In 2008, more than 15 years after the Gulf War had ended, the US Government acknowledged the Gulf War Syndrome as a legitimate illness. That year a congressionally mandated Research Advisory Committee issued a 452-page report that stated, “scientific evidence leaves no question that Gulf War illness is a real condition with real causes and serious consequences for affected veterans. Because it wasn’t acknowledged as an illness there were no significant funds available to research the illness, so next to nothing was known about which brain regions might be involved.

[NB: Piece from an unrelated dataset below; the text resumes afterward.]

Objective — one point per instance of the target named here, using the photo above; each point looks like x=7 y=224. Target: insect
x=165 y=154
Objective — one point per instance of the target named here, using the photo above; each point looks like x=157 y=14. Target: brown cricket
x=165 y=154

In 2008, my laboratory obtained a VA sponsored contract to study the role of the toxic organophosphate metabolite, chlorpyrifos oxon on various brain regions in order to shed light into the cellular mechanisms of a number of psychological symptoms associated with deployed Gulf War veterans. Over the past few years, we have published a couple papers on the subject. Most recently, (July 8, 2011) we published our most recent findings in Nature Precedings implicating a brain region critically involved in attention, addition and arousal. Visit the site and Vote for our paper and leave us a comment there or at http://www.neuro-cloud.info if you are interested in collaborating with us on this project.

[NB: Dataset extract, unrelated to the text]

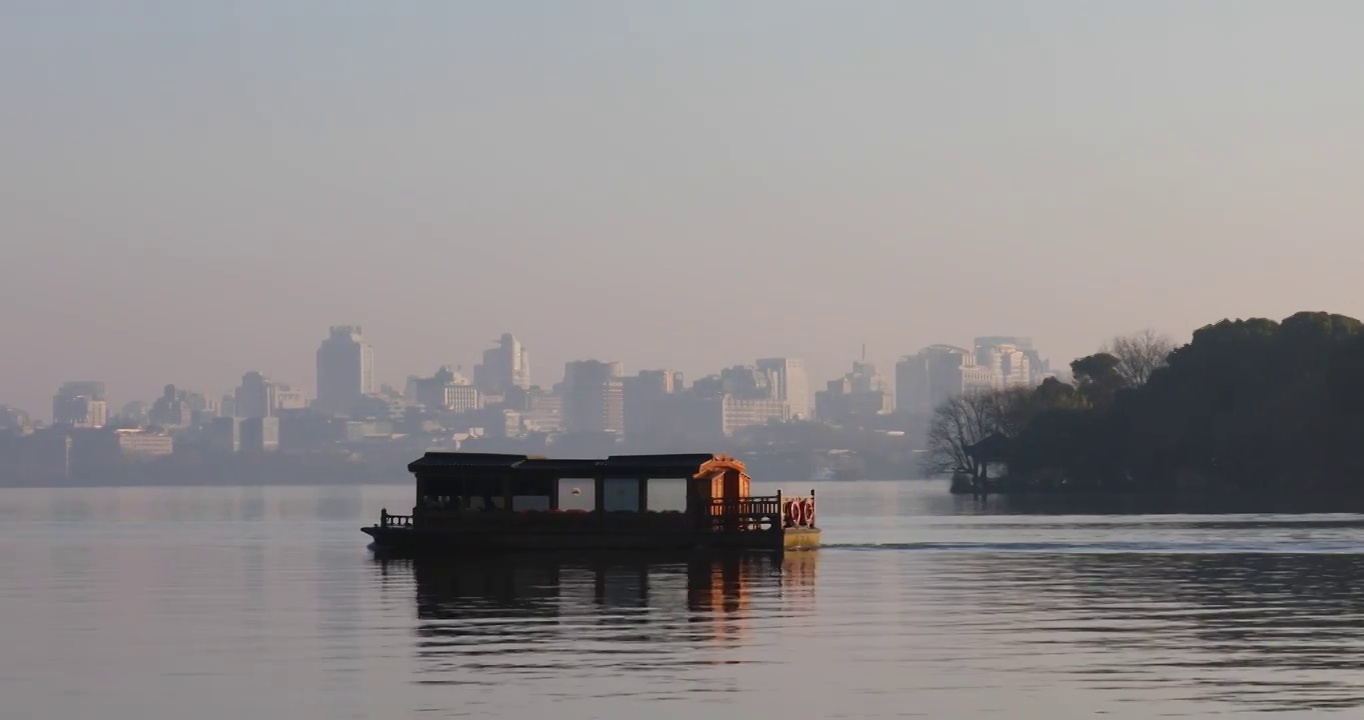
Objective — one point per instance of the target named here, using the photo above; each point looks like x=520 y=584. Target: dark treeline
x=1248 y=405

“Gulf War syndrome is a chronic multi-symptom illness that has affected about a quarter of the deployed veterans of the 1991 Gulf War. Exposure to prolonged low-level organophosphate insecticides and other toxic chemicals is now thought to be responsible. Chlorpyrifos was one commonly used insecticide. The metabolite of chlorpyrifos, chlorpyrifos oxon, is a potent irreversible inhibitor of acetylcholinesterase, much like the nerve agent Sarin. To date, the target brain region(s) most susceptible to the neuroactive effects of chlorpyrifos oxon have yet to be identified. To address this we tested ability of chlorpyrifos oxon to influence neuronal excitability and induce lasting changes in the locus coeruleus, a brain region implicated in anxiety, substance use, attention and emotional response to stress. Here we used an ex vivo rodent model to identify a dramatic effect of chlorpyrifos oxon on locus coeruleus noradrenergic neuronal activity. Prolonged exposure to chlorpyrifos oxon caused acute inhibition and a lasting rebound excitatory state expressed after days of exposure and subsequent withdrawal. Our findings indicate that the locus coeruleus is a brain region vulnerable to chlorpyrifos oxon-induced neuroplastic changes possibly leading to the neurological symptoms affecting veterans of the Gulf War.